Voorts stond het de wetgever voor ogen dat de verhuurderheffing niet noodzakelijk volledig uit huurverhoging zou worden opgebracht: verhuurders beschikken ook over andere manieren om de verhuurderheffing op te vangen dan door een maximeren van huuropbrengsten (Kamerstukken II 2012/13, 27 926, nr. 193, p. 5).
De vraag of de verhuurderheffing kon worden opgebracht uit verhoging van huren (verruiming huurbeleid) werd door de wetgever bovendien meer bezien (generiek) op macroniveau dan op het niveau van een (of categorieën van) individuele verhuurder(s) (Kamerstukken I 2012/13, 32 847, B, p. 4).
Het Hof acht dit alles bij de beoordeling van de aan/afwezigheid van een ‘fair balance’ op regelgevingniveau een aanvaardbaar uitgangspunt.

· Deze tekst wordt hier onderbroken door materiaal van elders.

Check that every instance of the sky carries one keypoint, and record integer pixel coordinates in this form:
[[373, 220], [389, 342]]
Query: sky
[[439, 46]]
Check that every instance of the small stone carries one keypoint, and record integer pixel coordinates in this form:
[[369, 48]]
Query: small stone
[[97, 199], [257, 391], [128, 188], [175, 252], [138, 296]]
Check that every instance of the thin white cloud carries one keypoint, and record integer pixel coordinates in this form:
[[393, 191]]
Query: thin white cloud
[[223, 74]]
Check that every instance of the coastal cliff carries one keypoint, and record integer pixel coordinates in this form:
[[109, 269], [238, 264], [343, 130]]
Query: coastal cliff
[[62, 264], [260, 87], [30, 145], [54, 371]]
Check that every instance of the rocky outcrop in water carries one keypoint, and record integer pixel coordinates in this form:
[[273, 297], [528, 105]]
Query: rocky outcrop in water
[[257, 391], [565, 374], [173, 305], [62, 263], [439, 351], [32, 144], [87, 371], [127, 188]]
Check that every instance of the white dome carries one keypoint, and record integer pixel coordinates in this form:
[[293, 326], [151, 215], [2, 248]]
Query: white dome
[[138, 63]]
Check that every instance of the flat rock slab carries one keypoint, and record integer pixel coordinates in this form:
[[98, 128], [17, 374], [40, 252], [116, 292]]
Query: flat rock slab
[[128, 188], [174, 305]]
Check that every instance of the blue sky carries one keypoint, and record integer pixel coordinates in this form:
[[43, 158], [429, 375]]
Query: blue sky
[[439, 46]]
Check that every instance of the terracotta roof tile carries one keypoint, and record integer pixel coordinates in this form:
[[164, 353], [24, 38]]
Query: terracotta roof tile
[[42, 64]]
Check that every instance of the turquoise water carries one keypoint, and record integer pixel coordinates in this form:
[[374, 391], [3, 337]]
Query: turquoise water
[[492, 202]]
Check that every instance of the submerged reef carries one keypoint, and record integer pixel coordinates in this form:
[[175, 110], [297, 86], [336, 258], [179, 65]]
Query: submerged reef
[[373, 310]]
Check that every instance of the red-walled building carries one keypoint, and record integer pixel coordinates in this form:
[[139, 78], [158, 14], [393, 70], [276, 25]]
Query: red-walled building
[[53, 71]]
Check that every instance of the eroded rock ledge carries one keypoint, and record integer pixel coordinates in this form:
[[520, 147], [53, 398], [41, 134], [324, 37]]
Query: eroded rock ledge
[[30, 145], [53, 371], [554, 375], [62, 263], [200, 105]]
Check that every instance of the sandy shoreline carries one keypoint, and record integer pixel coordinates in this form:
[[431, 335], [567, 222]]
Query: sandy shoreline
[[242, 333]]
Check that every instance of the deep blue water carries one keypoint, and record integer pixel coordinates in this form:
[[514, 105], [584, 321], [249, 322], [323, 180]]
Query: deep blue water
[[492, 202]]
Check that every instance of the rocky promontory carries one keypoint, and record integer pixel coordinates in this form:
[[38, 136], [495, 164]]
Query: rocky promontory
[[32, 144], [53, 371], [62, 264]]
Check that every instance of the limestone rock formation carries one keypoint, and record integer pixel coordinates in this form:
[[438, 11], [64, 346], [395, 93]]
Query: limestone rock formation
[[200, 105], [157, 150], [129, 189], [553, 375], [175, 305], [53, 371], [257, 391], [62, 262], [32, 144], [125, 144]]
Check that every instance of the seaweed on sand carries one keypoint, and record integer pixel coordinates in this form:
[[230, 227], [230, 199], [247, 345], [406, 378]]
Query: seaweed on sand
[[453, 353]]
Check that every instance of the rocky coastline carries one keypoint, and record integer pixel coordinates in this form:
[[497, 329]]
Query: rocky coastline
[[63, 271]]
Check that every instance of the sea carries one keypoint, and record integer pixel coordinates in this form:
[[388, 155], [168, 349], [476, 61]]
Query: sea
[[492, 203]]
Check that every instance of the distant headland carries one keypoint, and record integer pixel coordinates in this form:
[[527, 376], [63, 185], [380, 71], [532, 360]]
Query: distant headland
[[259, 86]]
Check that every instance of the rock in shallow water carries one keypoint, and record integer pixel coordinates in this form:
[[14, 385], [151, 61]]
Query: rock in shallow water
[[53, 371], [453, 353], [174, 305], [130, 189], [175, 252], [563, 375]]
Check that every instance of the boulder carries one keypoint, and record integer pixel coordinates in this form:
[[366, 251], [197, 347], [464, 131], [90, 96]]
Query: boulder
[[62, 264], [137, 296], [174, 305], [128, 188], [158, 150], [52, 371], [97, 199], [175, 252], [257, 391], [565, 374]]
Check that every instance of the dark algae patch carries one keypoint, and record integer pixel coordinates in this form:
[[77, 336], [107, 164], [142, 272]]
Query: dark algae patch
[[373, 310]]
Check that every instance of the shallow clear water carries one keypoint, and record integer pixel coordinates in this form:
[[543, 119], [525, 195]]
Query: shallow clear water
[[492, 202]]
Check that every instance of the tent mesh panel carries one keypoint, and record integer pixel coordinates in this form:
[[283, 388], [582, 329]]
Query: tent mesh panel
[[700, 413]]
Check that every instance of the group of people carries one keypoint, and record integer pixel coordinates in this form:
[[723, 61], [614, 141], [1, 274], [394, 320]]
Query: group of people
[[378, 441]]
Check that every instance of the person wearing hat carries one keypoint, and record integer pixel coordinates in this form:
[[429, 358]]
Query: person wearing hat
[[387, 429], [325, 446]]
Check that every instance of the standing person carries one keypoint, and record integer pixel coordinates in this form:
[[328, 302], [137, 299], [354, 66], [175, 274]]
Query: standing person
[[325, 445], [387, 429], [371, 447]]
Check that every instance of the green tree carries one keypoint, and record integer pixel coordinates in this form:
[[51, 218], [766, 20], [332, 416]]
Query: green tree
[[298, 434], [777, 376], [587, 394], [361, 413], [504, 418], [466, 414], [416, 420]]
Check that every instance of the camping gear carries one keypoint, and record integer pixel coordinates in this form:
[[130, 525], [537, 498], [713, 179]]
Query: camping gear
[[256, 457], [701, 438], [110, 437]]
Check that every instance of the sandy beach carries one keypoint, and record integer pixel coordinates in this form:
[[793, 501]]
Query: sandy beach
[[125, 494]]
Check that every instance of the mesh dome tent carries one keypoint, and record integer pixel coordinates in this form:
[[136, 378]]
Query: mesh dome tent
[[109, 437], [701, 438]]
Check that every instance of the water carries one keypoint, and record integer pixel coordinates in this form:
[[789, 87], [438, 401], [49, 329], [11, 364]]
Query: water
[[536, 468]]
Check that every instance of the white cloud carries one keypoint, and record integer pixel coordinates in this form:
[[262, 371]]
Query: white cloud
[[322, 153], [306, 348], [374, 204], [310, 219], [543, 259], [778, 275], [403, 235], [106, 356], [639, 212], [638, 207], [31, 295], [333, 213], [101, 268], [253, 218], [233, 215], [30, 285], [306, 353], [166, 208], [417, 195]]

4.2.6.3.4. Tijdens de behandeling van het wetsvoorstel Wvh door de Eerste Kamer is opgemerkt dat er geen een-op-een-relatie is tussen de verhuurderheffing en de wetsvoorstellen huurverhoging op grond van inkomen (Kamerstukken 33 129) en huurverhoging op grond van een tweede categorie huishoudinkomens (Kamerstukken
33 330). Daaraan is toegevoegd dat indien de wetsvoorstellen 33 129 en 33 330 niet mochten worden gerealiseerd, de verhuurders de verhuurderheffing langs andere weg zouden moeten financieren (Kamerstukken I 2012/13, 33 405, C, p. 29 en 30). In dat verband werd ook gedacht aan de destijds in het regeerakkoord opgenomen generieke verruiming van de mogelijkheid tot huurverhoging (tot 1,5% boven inflatie). Daaruit volgt dat aanvaarding van de wetten 33 129 en 33 330 geen voorwaarde was voor invoering van de verhuurderheffing en dat bij de beoordeling van de financiering van de verhuurderheffing de boveninflatoire huurverhoging van 1,5 mede in aanmerking moet worden genomen, ook al zou – zoals gemachtigde heeft gesteld – die verhoging tussen 1980 en 2014 gemiddeld genomen steeds al mogelijk zijn geweest, waarbij mede in aanmerking moet worden genomen dat de inspecteur deze stelling voor de jaren vanaf 2007 gemotiveerd heeft betwist.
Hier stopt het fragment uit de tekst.